Of course this is the
shoe that is yet to truly drop. China
has only just completed the conversion over to an industrialized economy in
which the last surplus cohort made its way into the city from the last village. It is now all about efficiency and improving
pay packets for the workers as well as appropriate mortgage products on
affordable housing.
The population itself
is likely to significantly subside from present levels as the death rate over
rides the present birth rate by a significant extent as the generations of the
one child policy begin to age out. I
would like to see a proper statistical analysis of the expected Chinese
population over the next fifty years that convincingly deals with this. Government sources have just too much
incentive to lie.
Recall that we did not
understand the population costs of Stalin’s 1930’s agrarian policies until
communism itself fell. I do however,
believe them when they admit that they have run out of cheap labor to exploit.
Aging Population Could
Trim 3% Off China GDP Growth
October
23, 2013, 2:25 PM
China’s
one-child policy has hastened such a big slowdown in China’s working-age
population that the country’s demographic future is starting to look a lot more
like that of rich nations—and that’s bad news for China.
According
to two Citigroup economists, Nathan Sheets and Robert A. Sockin, China’s
“deteriorating demographics” are likely to trim 3.25 percentage points off
China’s annual growth rate between 2012 and 2030, compared to its double-digit
growth of past decades. While industrialized nations face similar demographic
challenges, they have a deeper cushion of wealth to rely upon (witness Japan.)
China needs to continue to grow rapidly if it’s ever to reach the fat-and-happy
stage.
“The
potential difficulties as Chinese policymakers seek to pilot their economy
through this demographic transition represents
an under-appreciated global risk,” the two economists write in a recent
report.
For
the past 20 years, China’s working age population has risen, which has helped
boost productivity and incomes, as many young people left the rural areas,
where they worked with basic tools, and signed up for factory work on China’s
southern and eastern coast. That was the economic-plus of the one-child policy.
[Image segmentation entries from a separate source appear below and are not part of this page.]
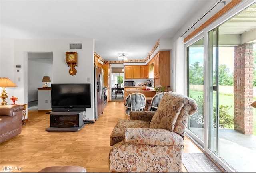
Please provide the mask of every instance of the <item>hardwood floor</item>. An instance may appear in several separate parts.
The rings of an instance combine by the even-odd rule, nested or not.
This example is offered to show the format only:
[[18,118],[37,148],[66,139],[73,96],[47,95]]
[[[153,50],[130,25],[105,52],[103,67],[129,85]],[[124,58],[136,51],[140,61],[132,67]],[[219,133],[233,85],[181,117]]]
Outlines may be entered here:
[[[50,114],[28,111],[21,134],[0,144],[0,172],[36,172],[49,166],[75,165],[88,172],[109,172],[109,136],[117,120],[127,118],[123,104],[108,102],[95,123],[77,132],[47,132]],[[202,152],[186,137],[184,152]],[[184,167],[182,171],[187,172]]]

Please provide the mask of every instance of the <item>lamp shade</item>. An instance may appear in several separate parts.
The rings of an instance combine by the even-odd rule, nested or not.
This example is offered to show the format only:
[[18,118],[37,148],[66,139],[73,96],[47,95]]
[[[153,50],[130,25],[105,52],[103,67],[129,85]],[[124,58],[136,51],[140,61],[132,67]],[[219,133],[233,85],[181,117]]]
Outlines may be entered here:
[[14,86],[17,86],[17,85],[8,77],[0,77],[0,87],[9,87]]
[[43,79],[42,80],[42,82],[51,82],[51,79],[50,79],[50,77],[48,76],[45,76],[43,77]]

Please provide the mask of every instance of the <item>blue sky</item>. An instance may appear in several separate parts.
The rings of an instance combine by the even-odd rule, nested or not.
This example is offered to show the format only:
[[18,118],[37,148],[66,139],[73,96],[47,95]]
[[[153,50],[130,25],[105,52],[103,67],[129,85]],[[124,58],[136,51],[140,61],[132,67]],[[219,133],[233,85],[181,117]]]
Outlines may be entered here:
[[[199,62],[203,65],[203,47],[190,47],[190,64]],[[256,44],[254,45],[256,50]],[[231,73],[234,70],[234,47],[220,47],[219,49],[219,65],[226,64]]]

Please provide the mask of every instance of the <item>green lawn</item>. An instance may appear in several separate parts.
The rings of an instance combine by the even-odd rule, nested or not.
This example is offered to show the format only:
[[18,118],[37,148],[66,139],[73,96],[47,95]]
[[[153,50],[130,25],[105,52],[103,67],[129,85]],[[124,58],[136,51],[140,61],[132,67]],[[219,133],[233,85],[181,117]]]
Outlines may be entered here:
[[[190,96],[193,98],[197,99],[199,96],[202,96],[203,92],[201,91],[190,90]],[[215,96],[214,96],[215,98]],[[256,100],[254,98],[254,100]],[[234,96],[232,94],[226,94],[222,93],[219,94],[219,104],[224,106],[232,106],[232,107],[228,111],[230,115],[234,115]],[[256,110],[253,110],[253,134],[256,135]]]

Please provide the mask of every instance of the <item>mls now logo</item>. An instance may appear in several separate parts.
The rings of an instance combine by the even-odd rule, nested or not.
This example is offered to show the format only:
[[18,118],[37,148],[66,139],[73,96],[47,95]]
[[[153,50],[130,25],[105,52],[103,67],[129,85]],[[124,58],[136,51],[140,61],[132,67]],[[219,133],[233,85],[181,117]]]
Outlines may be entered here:
[[17,167],[16,166],[2,166],[2,171],[21,171],[22,170],[22,167]]

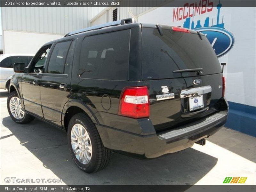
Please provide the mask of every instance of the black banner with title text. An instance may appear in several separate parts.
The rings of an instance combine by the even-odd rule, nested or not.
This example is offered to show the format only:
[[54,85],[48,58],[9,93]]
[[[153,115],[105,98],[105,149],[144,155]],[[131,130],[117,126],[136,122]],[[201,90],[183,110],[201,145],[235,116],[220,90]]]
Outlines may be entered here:
[[256,7],[255,0],[1,0],[1,7]]

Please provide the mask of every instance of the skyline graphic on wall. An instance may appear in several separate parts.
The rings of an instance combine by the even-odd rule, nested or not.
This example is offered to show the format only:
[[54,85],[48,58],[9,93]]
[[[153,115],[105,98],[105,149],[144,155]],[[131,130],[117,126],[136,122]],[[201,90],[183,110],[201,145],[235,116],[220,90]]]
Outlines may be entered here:
[[[221,6],[220,1],[216,7],[218,10],[218,13],[216,24],[214,25],[213,25],[213,18],[212,18],[212,25],[209,26],[210,18],[208,17],[204,20],[203,26],[201,24],[201,20],[196,21],[195,26],[193,12],[193,17],[186,18],[183,25],[184,28],[197,31],[204,34],[212,44],[218,57],[220,57],[228,52],[233,48],[235,43],[234,36],[224,28],[224,15],[222,16],[221,22],[220,22]],[[191,22],[191,18],[192,21]]]
[[224,23],[223,22],[224,19],[224,16],[222,16],[222,22],[221,23],[219,23],[220,22],[220,10],[221,8],[221,4],[219,3],[217,5],[216,7],[217,9],[218,10],[218,13],[217,14],[217,23],[216,25],[213,25],[213,19],[212,19],[212,26],[209,26],[209,24],[210,23],[210,18],[209,17],[206,17],[204,20],[204,26],[202,27],[201,24],[201,20],[198,20],[196,22],[196,25],[195,27],[195,22],[194,21],[194,12],[193,13],[193,17],[192,17],[192,22],[191,22],[191,25],[190,25],[190,21],[191,20],[191,17],[188,17],[186,19],[185,21],[184,22],[184,24],[183,25],[183,27],[188,29],[195,29],[196,28],[201,28],[202,27],[218,27],[219,28],[225,28],[224,27]]

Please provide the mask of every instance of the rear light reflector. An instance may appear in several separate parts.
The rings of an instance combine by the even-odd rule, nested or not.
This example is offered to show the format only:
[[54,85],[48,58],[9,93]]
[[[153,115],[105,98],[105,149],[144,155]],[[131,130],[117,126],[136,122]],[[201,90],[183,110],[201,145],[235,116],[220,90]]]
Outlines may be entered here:
[[225,77],[222,77],[222,97],[224,97],[226,87],[226,80]]
[[119,103],[118,114],[136,119],[149,116],[148,87],[130,87],[123,90]]
[[184,32],[184,33],[190,33],[190,31],[189,31],[189,30],[188,29],[177,27],[173,27],[172,28],[172,30],[175,31],[180,31],[180,32]]

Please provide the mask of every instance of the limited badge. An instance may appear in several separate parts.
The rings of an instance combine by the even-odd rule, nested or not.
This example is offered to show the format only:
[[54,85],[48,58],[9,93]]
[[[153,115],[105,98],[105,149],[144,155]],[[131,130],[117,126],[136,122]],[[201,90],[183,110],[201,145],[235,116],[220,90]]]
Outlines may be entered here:
[[167,86],[162,86],[161,87],[162,88],[162,92],[164,93],[166,93],[169,92],[169,89]]

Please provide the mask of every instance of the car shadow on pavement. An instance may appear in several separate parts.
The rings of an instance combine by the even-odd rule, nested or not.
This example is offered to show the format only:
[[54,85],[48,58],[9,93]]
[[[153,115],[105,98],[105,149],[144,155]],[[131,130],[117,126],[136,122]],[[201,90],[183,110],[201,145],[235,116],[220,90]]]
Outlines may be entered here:
[[64,131],[36,119],[29,124],[19,124],[7,117],[2,123],[20,145],[43,162],[42,166],[68,185],[193,185],[218,161],[192,148],[149,160],[114,153],[105,169],[88,174],[73,162]]

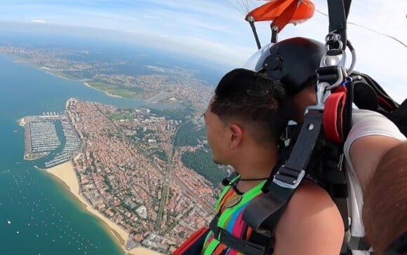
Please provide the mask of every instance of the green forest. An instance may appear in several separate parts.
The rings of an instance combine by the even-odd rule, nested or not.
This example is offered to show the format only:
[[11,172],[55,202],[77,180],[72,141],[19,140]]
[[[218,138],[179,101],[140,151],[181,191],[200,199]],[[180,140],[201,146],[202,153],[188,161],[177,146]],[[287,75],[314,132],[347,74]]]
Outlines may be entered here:
[[182,155],[182,160],[187,167],[194,170],[215,186],[228,175],[222,167],[219,167],[213,162],[211,153],[204,149],[194,152],[186,151]]
[[198,128],[192,123],[185,123],[182,126],[175,137],[174,145],[175,146],[194,146],[199,144],[198,139],[200,141],[206,140],[206,130],[204,127]]

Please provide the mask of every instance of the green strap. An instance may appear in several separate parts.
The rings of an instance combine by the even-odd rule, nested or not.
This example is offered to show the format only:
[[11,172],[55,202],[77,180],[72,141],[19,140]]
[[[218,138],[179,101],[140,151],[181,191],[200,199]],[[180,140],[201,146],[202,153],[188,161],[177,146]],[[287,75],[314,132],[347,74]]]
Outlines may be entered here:
[[[240,177],[240,176],[238,177]],[[235,179],[236,179],[236,178],[234,179],[231,182],[235,181]],[[218,226],[225,229],[225,221],[227,220],[227,219],[229,219],[229,217],[230,217],[230,216],[233,214],[233,212],[234,212],[236,209],[238,209],[241,206],[243,206],[243,205],[245,205],[247,202],[251,200],[255,196],[257,196],[258,194],[260,194],[262,192],[262,187],[263,186],[265,181],[262,181],[261,183],[258,184],[258,185],[256,185],[253,188],[251,188],[248,191],[247,191],[246,193],[243,194],[241,200],[239,202],[239,203],[237,205],[236,205],[233,207],[227,208],[223,212],[223,213],[220,215],[220,216],[219,217],[219,221],[218,221]],[[230,186],[228,186],[223,190],[223,191],[221,193],[220,197],[219,198],[219,200],[218,200],[218,202],[216,203],[216,207],[215,207],[216,209],[218,209],[218,207],[219,206],[219,203],[220,202],[220,201],[222,200],[222,199],[223,198],[225,195],[226,195],[226,193],[229,189],[230,189]],[[206,237],[206,240],[205,243],[206,243],[206,242],[208,242],[207,241],[208,239],[209,238],[209,237],[212,234],[213,234],[213,233],[212,231],[210,231],[209,233],[208,233],[208,236]],[[218,245],[220,244],[220,242],[216,239],[216,237],[215,237],[215,238],[213,238],[212,240],[212,241],[211,241],[211,243],[209,243],[209,244],[208,245],[208,247],[205,249],[205,252],[204,253],[204,255],[211,255],[211,254],[212,254],[212,253],[213,252],[215,249],[216,249]]]
[[220,228],[225,228],[225,223],[227,219],[238,209],[241,207],[248,201],[253,199],[256,195],[262,192],[262,187],[263,186],[266,181],[262,181],[253,188],[251,188],[248,191],[243,194],[241,200],[235,206],[227,208],[222,214],[219,216],[219,221],[218,221],[218,226]]
[[[230,181],[231,184],[234,183],[236,181],[237,181],[238,179],[240,178],[240,175],[238,174],[236,177],[234,177],[234,179],[232,179],[232,181]],[[227,186],[223,191],[222,191],[222,193],[220,193],[220,195],[219,196],[219,198],[218,199],[218,201],[216,201],[216,205],[215,205],[215,209],[218,212],[219,210],[219,204],[220,203],[220,201],[222,201],[222,199],[223,199],[223,197],[225,196],[225,195],[226,195],[226,193],[227,193],[227,191],[229,191],[229,190],[230,189],[231,186],[228,185]]]

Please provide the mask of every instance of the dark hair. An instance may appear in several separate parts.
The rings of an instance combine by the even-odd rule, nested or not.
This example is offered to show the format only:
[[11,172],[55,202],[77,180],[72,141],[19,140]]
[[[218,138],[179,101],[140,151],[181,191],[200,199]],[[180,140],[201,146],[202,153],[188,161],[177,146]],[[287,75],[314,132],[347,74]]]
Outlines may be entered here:
[[222,78],[211,111],[224,122],[234,119],[248,125],[259,142],[277,141],[288,120],[281,83],[245,69],[234,69]]

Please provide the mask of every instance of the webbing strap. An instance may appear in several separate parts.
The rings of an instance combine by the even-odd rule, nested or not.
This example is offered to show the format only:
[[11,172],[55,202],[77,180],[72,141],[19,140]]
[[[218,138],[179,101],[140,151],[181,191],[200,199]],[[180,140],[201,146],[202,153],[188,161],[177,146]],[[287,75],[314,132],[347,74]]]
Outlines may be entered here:
[[266,251],[267,247],[264,245],[240,239],[233,236],[225,229],[218,226],[219,218],[215,216],[209,223],[209,227],[215,239],[239,252],[248,255],[262,255]]
[[280,167],[273,181],[267,181],[266,193],[245,208],[243,219],[253,230],[274,234],[288,201],[305,175],[305,167],[314,150],[322,123],[320,110],[308,108],[304,124],[290,158]]
[[[340,36],[342,48],[345,50],[347,46],[346,22],[350,8],[351,0],[327,0],[328,13],[329,17],[329,32]],[[333,53],[334,55],[338,53]]]
[[354,251],[368,251],[371,244],[365,237],[351,236],[347,242],[347,247]]
[[407,231],[389,245],[385,255],[401,255],[406,252],[407,252]]

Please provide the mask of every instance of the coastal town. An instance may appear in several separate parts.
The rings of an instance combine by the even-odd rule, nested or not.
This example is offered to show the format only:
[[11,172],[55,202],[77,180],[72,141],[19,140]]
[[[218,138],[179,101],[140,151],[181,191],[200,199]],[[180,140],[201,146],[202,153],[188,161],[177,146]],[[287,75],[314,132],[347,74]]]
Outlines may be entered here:
[[147,108],[118,109],[76,99],[67,105],[83,142],[72,160],[81,193],[130,233],[129,248],[142,244],[171,252],[208,225],[215,192],[179,160],[182,150],[194,148],[178,149],[168,158],[181,120],[158,117]]
[[[53,153],[47,168],[69,160],[81,198],[128,233],[126,250],[144,247],[171,253],[194,230],[208,226],[220,187],[182,160],[184,153],[206,148],[206,141],[174,144],[183,125],[201,120],[76,99],[67,101],[63,113],[44,113],[21,120],[26,159]],[[38,148],[42,150],[35,151]]]
[[[13,55],[18,62],[28,63],[61,78],[81,81],[86,85],[110,96],[137,98],[153,105],[169,99],[202,111],[206,107],[213,88],[207,81],[196,78],[191,70],[177,67],[147,64],[147,74],[131,75],[122,69],[133,64],[127,60],[86,61],[84,57],[98,58],[100,53],[60,48],[32,48],[0,46],[0,53]],[[212,87],[213,88],[213,87]]]
[[[145,102],[118,108],[71,98],[65,111],[20,121],[25,127],[25,159],[44,158],[44,168],[52,167],[48,172],[91,212],[113,226],[115,235],[121,233],[116,235],[126,252],[145,247],[170,254],[208,226],[222,179],[213,181],[198,174],[201,163],[192,166],[184,158],[201,160],[204,153],[212,171],[227,174],[210,159],[206,136],[191,136],[192,130],[204,128],[201,116],[213,86],[178,67],[146,65],[148,74],[135,76],[121,73],[120,63],[72,57],[89,53],[15,46],[0,51],[109,96]],[[182,135],[189,135],[185,139],[189,142],[180,143]],[[55,174],[60,165],[69,166],[65,172],[72,169],[73,184],[65,179],[66,172]]]

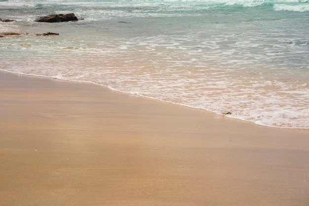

“The share of the young was diminished and, being a developing country, the
number of people over 65 years old was low as well ,” the economists write. As
a result, those of working age had fewer responsibilities to care for little
kids or aged parents.
Now,
that’s reversing. The share of the working-age
population (ages 15-64) will decline in China between 2010 and 2030 nearly as
fast as it will in Japan, the U.S. and other wealthy nations. Switching to a
two-child policy could even make things worse over the next 20 year, because
more births would mean that working parents would have more dependents to care
for, the economists note.
Overall,
Messrs. Sheets and Sockin estimate that China’s growth ceiling over the coming
two decades is 6.9% annually, “and to the extent that urbanization,
industrialization and convergence dynamics play through (as is likely) actual
growth will be substantially lower.”
Of
course, there are measures China could take to ease the problem, the economists
say: Have people work longer and use more automation.
Immigration
could possibly help, though that’s a solution usually proposed for rich
nations. And where might migrants come from? Africa’s population is still
growing sharply.
“We
see Africa’s voice in global deliberations as likely to be increasingly
important,” the Citigroup economists write. “We also expect that Africa will
account of a rising share of global immigration flows.”